A. I think the district has definitely done a good job with the Summer Performing Arts program. The arts programs in general have come a long way since my kids first started in the district back in 1994.

I also think we do a good job with the basics which is one of my concerns.

Another side of the pyramid with fiscal responsibility is quality education. Quality education, for me, is dealing with the basics. Are we doing a good job with our reading, writing, math and sciences? As I said, I feel that my son had a great education, especially in the math and sciences, and he's done well.

As for some concerns: My son played hockey for Central all four years of high school. It was a great program and a great opportunity, but one concern now is the user fees.

Sixty percent of the households in the school district earn $50,000 a year or less. So with 60 percent making under $50,000 a year, you have to keep your fees down so that everybody has an equal chance to participate in activities such as sports.

Q. Do you remember what the current fee is?

A. I don't, but I know it was approaching close to $75 to $100.

Overall, the district's finances seem to be in very good shape. For example, I believe the district is carrying a zero debt balance, and that's something the citizens of Grand Forks can be proud of.
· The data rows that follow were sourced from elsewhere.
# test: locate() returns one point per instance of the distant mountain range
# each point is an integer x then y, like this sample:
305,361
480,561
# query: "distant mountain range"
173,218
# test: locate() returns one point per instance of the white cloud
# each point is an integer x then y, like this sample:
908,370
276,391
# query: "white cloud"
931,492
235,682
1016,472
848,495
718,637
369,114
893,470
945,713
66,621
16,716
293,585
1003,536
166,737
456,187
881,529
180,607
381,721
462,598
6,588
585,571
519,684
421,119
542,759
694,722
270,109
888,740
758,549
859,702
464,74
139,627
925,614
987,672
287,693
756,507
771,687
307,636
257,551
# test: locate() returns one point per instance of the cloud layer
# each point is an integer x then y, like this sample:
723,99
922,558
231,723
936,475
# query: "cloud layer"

Statewide, the average debt balance is about $171 per student or something like that; we were the only North Dakota school district I could find that is carrying a zero debt balance.

Down the road, if we want to maintain community schools, we might have to build a small elementary school on the south end somewhere. Our current financial situation will help us immensely in meeting the expectation of our citizens.
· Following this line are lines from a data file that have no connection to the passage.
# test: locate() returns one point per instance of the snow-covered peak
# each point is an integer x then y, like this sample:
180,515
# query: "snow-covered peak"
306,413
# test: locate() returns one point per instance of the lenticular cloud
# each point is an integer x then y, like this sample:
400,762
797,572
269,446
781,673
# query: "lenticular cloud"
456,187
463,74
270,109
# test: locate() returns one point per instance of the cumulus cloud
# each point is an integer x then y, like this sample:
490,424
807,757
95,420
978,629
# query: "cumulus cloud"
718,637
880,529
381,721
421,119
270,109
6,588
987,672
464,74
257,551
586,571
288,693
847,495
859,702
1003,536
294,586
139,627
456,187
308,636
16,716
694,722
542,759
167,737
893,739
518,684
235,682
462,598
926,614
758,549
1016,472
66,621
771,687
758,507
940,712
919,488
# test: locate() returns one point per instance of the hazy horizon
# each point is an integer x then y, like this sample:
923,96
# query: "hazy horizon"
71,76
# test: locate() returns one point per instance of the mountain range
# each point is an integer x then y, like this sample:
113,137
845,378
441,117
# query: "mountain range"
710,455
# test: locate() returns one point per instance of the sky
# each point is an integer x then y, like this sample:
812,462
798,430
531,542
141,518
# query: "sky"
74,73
The five mill property-tax cut is great, but as I mentioned, don't give me a five mill cut and then increase user fees and school fees so that the parents of current students are paying more out-of-pocket expenses. With gas prices and the cost of living going up and some of our households getting less than $50,000, we can't keep putting it on their backs alone.
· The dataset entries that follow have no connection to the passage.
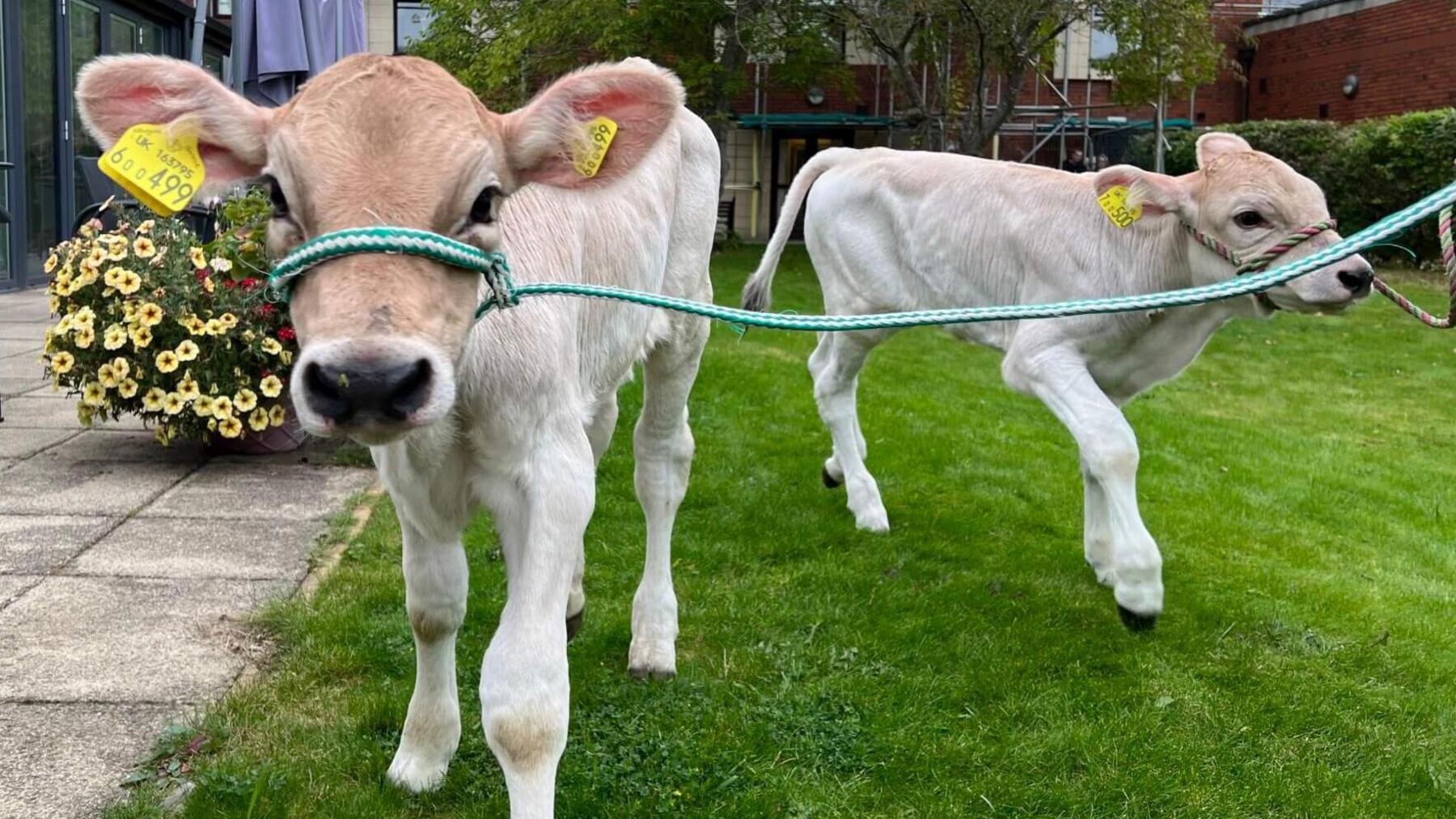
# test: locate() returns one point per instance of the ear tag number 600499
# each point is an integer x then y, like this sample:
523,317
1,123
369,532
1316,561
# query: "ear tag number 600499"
163,174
I feel property taxes are a fair balance to maintain a quality school. Whether or not you have kids in school, you're affected by the quality of the schools.

Q. What about schooling in the north side?

A. I live in the central area near the Purpur Arena. Working in law enforcement, you patrol different areas. I feel I have a good understanding of the different areas of town. There is a lot of concern and a lot of opinions. You have to do what's best for the community.

Q. What about closing schools?

A. I would be sympathetic to the neighbors. You hate to loose a neighborhood school. When you look at safe routes to school, you have the underpass under U.S. Highway 2 to get to Wilder School. You hate to see a neighborhood school close. On the other hand, it's going to be a tough decision, and that's where leadership comes into play. You have to do what's best for the city.

I've heard people say, "Well, the kids in those neighborhoods can walk over to Winship." But they'd be crossing North Washington Street, and there's no underpass or overpass. The children would have to count on the traffic signal to get across. We'd be exposing them to significant risk.

So, I know what it would be like close a school, and I'm very sympathetic to the neighborhood's concerns. At the same time, we have to make the best decision we can. You can't hold the whole city hostage for one school.